Wednesday, April 30, 2008

Freud and Irrationality



I love exploring the shelves of second-hand and remaindered books in any bookstore because one is always likely to find a gem stuck somewhere among the mass of less interesting books.  Some years back I happened upon one wonderful book entitled Irrationality: The Enemy Within (Penguin, 1992).  This book was a real find and it is one I return to again and again for its accumulation of interesting and astute observations on human nature.  Not alone that, but all those observations are based on good research which the author quotes authoritatively.  The author is Norman Stuart Sutherland (1927 - 1998), always known professionally by the shorter version Stuart Sutherland.  He was a British psychologist and writer.  He was also interested in human perception and cognition, and in 1992 he published the above mentioned book which is essentially a lay reader's guide to the psychology of cognitive biases and common failures of human judgement.
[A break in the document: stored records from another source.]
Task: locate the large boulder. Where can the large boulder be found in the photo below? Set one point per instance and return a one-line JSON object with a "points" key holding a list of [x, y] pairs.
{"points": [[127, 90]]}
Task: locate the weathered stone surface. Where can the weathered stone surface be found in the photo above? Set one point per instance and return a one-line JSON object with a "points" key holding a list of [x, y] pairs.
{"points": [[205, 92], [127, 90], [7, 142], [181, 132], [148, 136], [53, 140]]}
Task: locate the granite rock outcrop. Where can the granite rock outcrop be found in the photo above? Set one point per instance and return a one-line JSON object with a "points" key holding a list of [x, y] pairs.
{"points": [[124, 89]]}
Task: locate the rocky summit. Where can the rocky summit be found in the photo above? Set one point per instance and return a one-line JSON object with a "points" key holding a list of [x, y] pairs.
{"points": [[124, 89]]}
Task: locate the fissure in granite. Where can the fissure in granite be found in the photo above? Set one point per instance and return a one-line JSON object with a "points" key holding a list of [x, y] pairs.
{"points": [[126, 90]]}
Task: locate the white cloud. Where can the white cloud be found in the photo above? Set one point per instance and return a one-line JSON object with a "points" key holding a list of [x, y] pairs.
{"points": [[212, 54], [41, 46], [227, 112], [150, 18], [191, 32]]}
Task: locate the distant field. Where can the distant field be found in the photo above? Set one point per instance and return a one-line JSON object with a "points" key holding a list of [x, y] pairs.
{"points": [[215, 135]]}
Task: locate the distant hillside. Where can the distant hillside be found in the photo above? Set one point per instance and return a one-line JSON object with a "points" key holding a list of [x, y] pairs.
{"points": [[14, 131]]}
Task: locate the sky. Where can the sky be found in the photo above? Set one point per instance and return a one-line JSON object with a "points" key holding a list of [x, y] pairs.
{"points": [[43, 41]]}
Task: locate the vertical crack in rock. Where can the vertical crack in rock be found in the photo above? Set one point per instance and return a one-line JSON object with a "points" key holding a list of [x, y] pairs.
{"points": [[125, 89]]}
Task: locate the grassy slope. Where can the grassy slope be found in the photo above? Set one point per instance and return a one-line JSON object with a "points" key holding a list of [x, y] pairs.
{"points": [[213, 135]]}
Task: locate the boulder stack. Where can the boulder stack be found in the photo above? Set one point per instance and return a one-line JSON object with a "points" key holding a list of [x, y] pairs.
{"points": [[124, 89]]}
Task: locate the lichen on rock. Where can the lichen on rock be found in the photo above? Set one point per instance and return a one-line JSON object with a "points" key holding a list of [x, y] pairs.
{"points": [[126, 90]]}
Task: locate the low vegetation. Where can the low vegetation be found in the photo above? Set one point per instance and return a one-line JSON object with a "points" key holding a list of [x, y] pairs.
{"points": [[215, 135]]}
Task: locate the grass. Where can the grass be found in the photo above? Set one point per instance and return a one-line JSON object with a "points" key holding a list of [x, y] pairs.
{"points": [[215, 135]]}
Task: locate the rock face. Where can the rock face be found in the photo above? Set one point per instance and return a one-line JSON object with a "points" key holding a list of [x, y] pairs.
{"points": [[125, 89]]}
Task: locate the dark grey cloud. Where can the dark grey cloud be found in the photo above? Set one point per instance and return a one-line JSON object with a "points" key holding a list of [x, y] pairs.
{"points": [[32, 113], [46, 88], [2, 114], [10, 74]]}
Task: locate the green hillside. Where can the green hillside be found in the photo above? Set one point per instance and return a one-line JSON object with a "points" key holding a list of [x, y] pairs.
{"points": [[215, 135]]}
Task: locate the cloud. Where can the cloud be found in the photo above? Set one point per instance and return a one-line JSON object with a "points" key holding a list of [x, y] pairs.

Sutherland argues forcefully and convincingly that we humans simply are not as rational as we like to think we are.  To support this contention he advances many cogent arguments, all backed up with well-marshalled scientific facts and research. I was interested in what he had to say on Freud:

Ryle [Gibert Ryle] led a cloistered life in Magdalen College, Oxford, an environment in which it is perhaps not too difficult to act rationally, but Sigmund Freud, who interacted in Vienna not with desiccated academics but with neurotic patients and with his often equally neurotic colleagues, shared Ryle's approach [that rationality was the key to human life].  He assumed that rational behaviour is the norm: he therefore attempted to explain only acts that are irrational, particularly dreams, neurotic symptoms, and slips of the tongue.  His explanations are an attempt to show that once the unconscious processes underlying behaviour, particularly the conflict between the libido and the superego, are understood, all these apparently irrational acts are in reality rational: they allow the libido satisfaction in disguised form.  The defence mechanisms that conceal the fulfillment of the libido's wishes from the superego are unconscious but entirely rational.  The miser hoarding money that he will never use is not really irrational: he is gratifying himself by fulfilling an infant desire to retain  his faeces. (Op. cit., 3)

I have, needless to say, italicised and bolded parts of the above to highlight Freud's rationality.  That is a new insight for me; that even the irrational was ultimately rational for Freud.  This is a good point to be cognizant of, I think.  It adds another perspective to the Freudian approach to psychiatry and essentially psychoanalysis.

It is beyond the scope of this post for me to say anything about Sutherland's marvellously erudite debunking of the Rorschach tests (The test is named after Hermann Rorschach (1884-1922) who developed the inkblots, although he did not use them for personality analysis. The test is considered "projective" because the patient is supposed to project his or her real personality into the inkblot via the interpretation. The inkblots are purportedly ambiguous, structureless entities which are to be given a clear structure by the interpreter. Those who believe in the efficacy of such tests think that they are a way of getting into the deepest recesses of the patient's psyche or subconscious mind. Those who give such tests believe themselves to be experts at interpreting their patients' interpretations) which are still widely used today as we write.  Nor to I wish to explore the nuances between the words irrationality and non-rationality.  Both these asides must wait for further reading and further in-depth thinking on my own part.  However, I must remain grateful to Stuart Sutherland for his enriching insight into Freud's approach to irrationality.


Man's best friend - the reliable, lovable and unconditionally loving dog - all id and irrationality!